N’importe quel enfant
a pu constater les affres de l’envie chez ses congénères.
2/ La
mauvaise conscience liée à la rivalité
René GIRARD a aussi
constaté que le désir d’avoir ce que l’autre possède génère une rivalité
souvent refoulée mais bien réelle.
« Pour débrouiller l’écheveau du désir,
il faut et il suffit d’admettre que tout commence par la rivalité pour l’objet.

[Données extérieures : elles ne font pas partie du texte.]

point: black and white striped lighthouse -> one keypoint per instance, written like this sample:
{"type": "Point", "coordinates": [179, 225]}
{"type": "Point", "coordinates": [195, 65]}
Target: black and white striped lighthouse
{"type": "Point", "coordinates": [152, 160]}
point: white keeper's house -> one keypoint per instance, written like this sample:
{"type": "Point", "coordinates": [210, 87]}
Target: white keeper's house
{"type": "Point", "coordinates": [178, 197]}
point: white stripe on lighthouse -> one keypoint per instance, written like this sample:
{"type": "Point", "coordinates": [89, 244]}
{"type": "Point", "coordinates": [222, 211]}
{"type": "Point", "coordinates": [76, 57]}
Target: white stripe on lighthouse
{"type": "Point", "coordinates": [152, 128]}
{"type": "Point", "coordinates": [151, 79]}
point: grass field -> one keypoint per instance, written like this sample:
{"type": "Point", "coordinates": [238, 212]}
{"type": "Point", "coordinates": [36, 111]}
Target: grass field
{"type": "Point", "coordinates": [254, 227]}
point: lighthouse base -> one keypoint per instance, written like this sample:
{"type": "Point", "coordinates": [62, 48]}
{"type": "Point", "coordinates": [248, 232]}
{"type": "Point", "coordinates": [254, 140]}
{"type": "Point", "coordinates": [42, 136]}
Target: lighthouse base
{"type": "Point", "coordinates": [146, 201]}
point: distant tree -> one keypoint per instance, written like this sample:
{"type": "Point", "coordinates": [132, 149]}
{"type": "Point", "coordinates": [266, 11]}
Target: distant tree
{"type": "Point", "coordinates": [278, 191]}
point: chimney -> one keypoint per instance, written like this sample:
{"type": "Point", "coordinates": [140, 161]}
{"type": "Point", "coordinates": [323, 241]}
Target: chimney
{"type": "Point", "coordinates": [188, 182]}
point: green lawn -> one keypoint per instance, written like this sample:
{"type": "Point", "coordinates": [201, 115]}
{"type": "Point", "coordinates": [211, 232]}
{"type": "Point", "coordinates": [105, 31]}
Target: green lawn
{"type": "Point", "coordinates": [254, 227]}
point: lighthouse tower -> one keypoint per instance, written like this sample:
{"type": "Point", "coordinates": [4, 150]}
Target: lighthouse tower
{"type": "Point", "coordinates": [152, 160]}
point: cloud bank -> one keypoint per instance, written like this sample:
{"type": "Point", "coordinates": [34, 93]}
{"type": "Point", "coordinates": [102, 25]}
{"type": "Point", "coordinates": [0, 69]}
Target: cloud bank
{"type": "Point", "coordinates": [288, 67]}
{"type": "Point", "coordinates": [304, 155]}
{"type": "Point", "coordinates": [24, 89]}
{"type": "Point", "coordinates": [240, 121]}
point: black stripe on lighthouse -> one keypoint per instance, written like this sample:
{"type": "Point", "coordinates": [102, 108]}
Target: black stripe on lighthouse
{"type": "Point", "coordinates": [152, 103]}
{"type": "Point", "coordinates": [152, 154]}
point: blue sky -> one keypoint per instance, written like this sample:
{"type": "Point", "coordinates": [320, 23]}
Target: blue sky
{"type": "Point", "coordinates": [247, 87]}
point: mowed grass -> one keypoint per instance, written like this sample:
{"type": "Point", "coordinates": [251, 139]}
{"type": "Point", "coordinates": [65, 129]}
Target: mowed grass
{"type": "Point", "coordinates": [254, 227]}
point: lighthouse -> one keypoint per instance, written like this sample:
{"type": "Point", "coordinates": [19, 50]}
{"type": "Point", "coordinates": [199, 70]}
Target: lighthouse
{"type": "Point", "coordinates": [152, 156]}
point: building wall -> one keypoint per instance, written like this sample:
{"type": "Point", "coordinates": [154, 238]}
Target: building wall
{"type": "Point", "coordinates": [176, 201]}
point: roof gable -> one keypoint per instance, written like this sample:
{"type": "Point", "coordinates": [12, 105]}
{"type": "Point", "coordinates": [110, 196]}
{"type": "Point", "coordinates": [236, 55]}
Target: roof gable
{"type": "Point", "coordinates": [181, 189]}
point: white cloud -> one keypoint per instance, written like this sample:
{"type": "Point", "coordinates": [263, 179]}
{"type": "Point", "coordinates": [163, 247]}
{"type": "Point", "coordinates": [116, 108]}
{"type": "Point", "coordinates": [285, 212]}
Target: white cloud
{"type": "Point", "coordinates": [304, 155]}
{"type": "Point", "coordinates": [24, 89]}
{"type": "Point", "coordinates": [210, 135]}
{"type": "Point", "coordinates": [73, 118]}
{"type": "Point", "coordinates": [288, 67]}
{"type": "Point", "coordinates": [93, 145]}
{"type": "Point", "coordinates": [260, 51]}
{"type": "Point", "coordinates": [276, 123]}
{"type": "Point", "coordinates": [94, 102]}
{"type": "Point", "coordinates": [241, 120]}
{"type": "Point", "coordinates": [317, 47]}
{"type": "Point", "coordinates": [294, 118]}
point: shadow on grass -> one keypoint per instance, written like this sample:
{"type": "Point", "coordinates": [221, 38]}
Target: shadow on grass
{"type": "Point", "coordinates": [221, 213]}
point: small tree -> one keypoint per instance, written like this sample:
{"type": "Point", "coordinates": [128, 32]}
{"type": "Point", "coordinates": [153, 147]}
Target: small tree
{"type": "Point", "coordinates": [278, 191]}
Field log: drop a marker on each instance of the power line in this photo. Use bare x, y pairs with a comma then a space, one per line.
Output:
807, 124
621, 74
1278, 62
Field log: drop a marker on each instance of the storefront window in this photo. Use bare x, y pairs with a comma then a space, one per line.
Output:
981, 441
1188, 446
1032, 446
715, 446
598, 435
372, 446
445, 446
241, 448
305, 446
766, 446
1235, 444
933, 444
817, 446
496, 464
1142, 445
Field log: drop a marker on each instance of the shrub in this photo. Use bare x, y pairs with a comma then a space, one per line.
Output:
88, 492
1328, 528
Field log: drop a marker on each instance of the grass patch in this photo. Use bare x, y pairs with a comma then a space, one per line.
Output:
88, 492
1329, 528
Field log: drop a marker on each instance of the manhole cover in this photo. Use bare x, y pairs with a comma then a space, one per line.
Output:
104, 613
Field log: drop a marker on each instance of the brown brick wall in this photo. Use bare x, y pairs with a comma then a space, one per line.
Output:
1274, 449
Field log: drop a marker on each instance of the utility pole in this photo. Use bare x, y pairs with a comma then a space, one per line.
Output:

L’objet passe au rang d’objet disputé et de ce fait les convoitises qu’il
éveille, de part et d’autre, s’avivent » (Des choses cachées depuis la fondation du
monde, p. 319)
Cette rivalité est
potentiellement dangereuse, car elle conduit à une escalade qui vise à
l’élimination du rival.
« Le sujet qui ne peut pas décider par
lui-même de l’objet qu’il doit désirer, s’appuie sur le désir d’un autre. Et il
transforme automatiquement le désir modèle en un désir qui contrecarre le sien.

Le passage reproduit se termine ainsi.